Having read Nicholas Shapespeare's biography of Bruce Chatwin, I was keen to read Chatwin's "In Patagonia", although I had no idea what his writing would be like. I was therefore very surprised as to how readable the book was, with many insights into the people and the country, particularly of Tierra del Fuego and Cape Horn, which I had always imagined as being wild, rough and uninhabitable. The book has been described as breaking all the rules of travel writing, but not being a "travel reader" all I can say that it is well worth reading and that I am looking forward to getting hold of his book on Wales, "Under the Black Hill".

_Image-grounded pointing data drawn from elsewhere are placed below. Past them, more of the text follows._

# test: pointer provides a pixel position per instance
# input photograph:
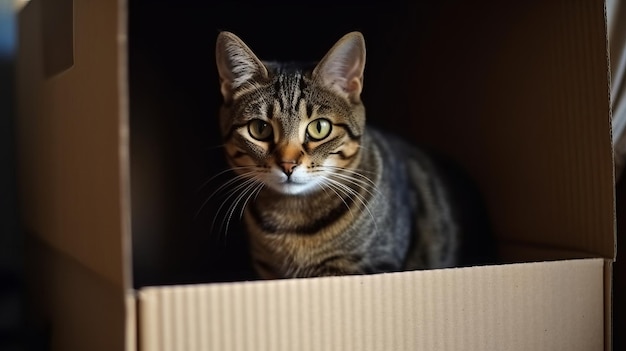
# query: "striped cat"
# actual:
(324, 194)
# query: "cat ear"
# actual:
(236, 64)
(342, 67)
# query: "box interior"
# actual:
(484, 85)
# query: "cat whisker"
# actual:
(246, 193)
(222, 187)
(365, 185)
(349, 191)
(330, 186)
(237, 191)
(212, 178)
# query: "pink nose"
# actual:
(288, 166)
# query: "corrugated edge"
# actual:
(608, 305)
(131, 342)
(531, 306)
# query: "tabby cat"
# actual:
(324, 194)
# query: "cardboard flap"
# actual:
(72, 137)
(536, 306)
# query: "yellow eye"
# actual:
(260, 130)
(319, 129)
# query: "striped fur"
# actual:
(351, 202)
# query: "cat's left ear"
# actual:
(342, 67)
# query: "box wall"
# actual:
(71, 136)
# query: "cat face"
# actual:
(289, 127)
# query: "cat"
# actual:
(324, 193)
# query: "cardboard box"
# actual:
(113, 93)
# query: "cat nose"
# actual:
(288, 166)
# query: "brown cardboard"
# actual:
(531, 123)
(534, 306)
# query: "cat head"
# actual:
(291, 127)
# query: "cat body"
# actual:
(324, 194)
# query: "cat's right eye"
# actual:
(260, 130)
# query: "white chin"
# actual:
(293, 188)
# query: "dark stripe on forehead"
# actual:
(232, 130)
(348, 130)
(278, 92)
(309, 110)
(269, 113)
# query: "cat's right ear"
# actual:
(236, 64)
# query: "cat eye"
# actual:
(259, 129)
(319, 129)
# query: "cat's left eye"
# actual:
(319, 129)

I wanted to love this book but ended up a little frustrated with or at least ambivalent about it. Chatwin has made many errors through it and stylistically it changes towards the end like his editor has chased him up for missing a deadline or something. Errors and thoughts:
Salmuera is a brine which is doused on an asado to keep the meat moist whilst grilled. It is not a sauce made of garlic, vinegar and parsley/coriander.
Inability to spell Cymru - he spells it Cymry. That's not a thing.
He seems to have been using people for free food and drink despite having a flat in South Kensington.
He uses the language and idioms of the 18th century when writing in the 20th century. Who has apoplexy now? When did anyone ever use the word peon in a sentence?
It's like a traveller's Ulysees. Rambling stream of consciousness. It's like a conversation with me.
When I arrived in Welsh North eastern Patagonia (Trelew) a few weeks ago, our guide said that most of his clients carried Chatwyn's book and were keen to see what remains of Welsh culture in the towns around the region. 4000 Welsh speakers were given a land grant in 1865 and there are a few Welsh speakers who have survived the generations. There are still many Evans, Roberts and Williams around, most of whom only speak Spanish.
The guide who bore the curious name of Washington (curious that is for Argentina)) was right to point out that Bruce Chatwyn's book is an iconic introduction to the region. However, he wrote it 40 years ago when Patagonia was even more of a frontier region than it is today - although many of the places we visited still bear the marks of recent development.
I read In Patagonia on my return and it is somewhat dated. However, Chatwyn has the ability to draw some of the extraordinary characters he met on his journeys. I was somewhat disappointed that much of the book was historical and not Patagonia as he saw it. But if you want a literary introduction to the region, you could do worse than to read it. It is absolutely not a travel guide and nor was it intended to be.